I'm guessing here that /var/run/named is **NOT** owned and writable by named:named.  So, how do I check that?  Also, if that isn't the case, how do I fix it?  The rest of your list seems to be all good.  (I can also start this up from the command line, but the script borks out on me).

Thanks!!

----------

## Crymson

Well, problem was, my /var/run/named directory was root:root.  chown to named:named and wow, what do you know?  It works.

Total n00b mistake.  N/M

----------

## woe

well, permissions are correctly set up here for /var/run/named - I do launch named by hand now, since the server reboots approximatively every two monthes, it's not really a problem.

Anyway, pretty annoying that the init script doesn't work. Worse, the "bug" extented to more and more scripts as the time goes.

Still have no clue, and start-stop-daemon isn't very verbose when it exits, even with --verbose flag. Too bad...

----------

## Crymson

I can't speak about the other errors, and it migrating to other scripts, but the only way I was able to track down the named bug was by viewing the boot log in /var/log/messages.

The weird thing is, when the computer boots, it says "Starting named... [Ok]", even though it failed!

My suggestion, to find the error in named (along with the other errors hopefully) is delete the messages file in /var/log (to eliminate the other old stuff), reboot, then go look at it in your favorite editor.  It'll show you exactly what each script is trying to do, and where it bails.

I hope that helps, it helped me to isolate my problem.

----------

## eltech

I am having the same problem as the original poster .. .. i cant use the init script.. but i can run from the shell .. but not using the switch "-u named" it wont start if i use "-u named"

If using the init script, bind dies silently with no alert ..

nothing at all is in the logs .. 

its a mess ..

directories are  by named:named ..

bug filed Here..

----------

## eltech

BUMP!

----------

## woe

Sorry to ask for that, but is your syslog correctly setup to write bind logs somewhere ?

It won't start if you use "-u named", but what does it do then, please attach some error message or something.

Check the ownership of /var/bind /var/run/named and every file in them.

----------

## eltech

 *woe wrote:*   

> Sorry to ask for that, but is your syslog correctly setup to write bind logs somewhere ?
> 
> It won't start if you use "-u named", but what does it do then, please attach some error message or something.
> 
> Check the ownership of /var/bind /var/run/named and every file in them.

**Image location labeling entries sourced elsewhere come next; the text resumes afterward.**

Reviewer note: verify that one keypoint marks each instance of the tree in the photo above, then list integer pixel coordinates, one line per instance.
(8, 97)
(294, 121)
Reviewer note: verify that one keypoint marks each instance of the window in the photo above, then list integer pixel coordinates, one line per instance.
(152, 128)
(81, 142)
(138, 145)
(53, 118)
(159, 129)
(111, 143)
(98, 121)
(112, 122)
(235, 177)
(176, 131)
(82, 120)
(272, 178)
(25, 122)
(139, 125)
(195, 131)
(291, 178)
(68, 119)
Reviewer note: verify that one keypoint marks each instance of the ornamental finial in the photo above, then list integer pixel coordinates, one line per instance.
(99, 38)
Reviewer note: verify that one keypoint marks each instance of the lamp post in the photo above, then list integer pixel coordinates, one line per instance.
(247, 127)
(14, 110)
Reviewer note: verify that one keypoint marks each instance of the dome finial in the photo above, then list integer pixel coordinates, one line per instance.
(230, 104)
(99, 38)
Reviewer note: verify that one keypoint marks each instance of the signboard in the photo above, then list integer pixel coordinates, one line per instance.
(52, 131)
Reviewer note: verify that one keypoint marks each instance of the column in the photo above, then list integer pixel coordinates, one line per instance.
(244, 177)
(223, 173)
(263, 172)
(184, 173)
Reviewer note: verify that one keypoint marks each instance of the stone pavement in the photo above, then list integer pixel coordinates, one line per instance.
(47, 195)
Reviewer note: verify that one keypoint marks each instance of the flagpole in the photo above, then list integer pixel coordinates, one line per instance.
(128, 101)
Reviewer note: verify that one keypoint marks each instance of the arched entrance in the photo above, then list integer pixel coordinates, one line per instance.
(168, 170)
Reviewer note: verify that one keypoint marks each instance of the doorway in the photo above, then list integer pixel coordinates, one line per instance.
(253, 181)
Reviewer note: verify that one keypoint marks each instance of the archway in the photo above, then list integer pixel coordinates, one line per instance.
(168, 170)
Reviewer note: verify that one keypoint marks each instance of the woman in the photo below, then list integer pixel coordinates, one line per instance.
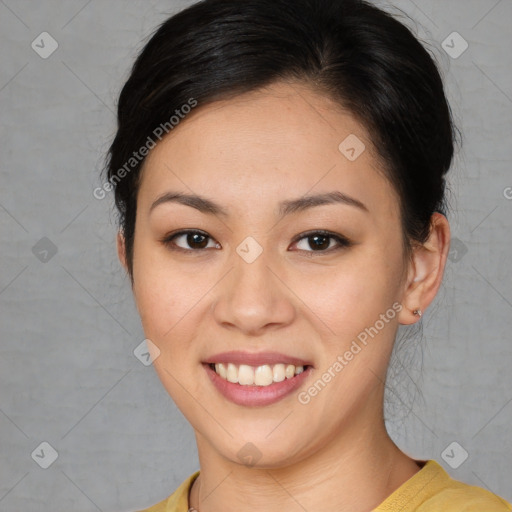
(279, 169)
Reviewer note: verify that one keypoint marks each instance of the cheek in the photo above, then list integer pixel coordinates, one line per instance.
(351, 296)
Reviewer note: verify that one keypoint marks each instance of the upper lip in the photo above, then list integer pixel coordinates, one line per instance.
(256, 358)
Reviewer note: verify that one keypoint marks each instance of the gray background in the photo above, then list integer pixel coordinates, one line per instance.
(68, 374)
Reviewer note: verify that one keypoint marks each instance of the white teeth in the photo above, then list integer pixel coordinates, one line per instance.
(232, 373)
(289, 371)
(260, 376)
(245, 375)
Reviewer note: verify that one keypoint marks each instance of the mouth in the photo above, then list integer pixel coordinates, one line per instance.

 i stated it all in the post and in the bug ..

 *Quote:*   

> 
> 
> Posted: Sat May 29, 2004 5:15 pm    Post subject:     
> 
> --------------------------------------------------------------------------------
> ...

 

i will add that directories and files are named by named:named ..

Logs are setup correctly according to help in #gentoo .. it writes to /var/log/syslog.

Errors were listed in the filed bug, take a look ..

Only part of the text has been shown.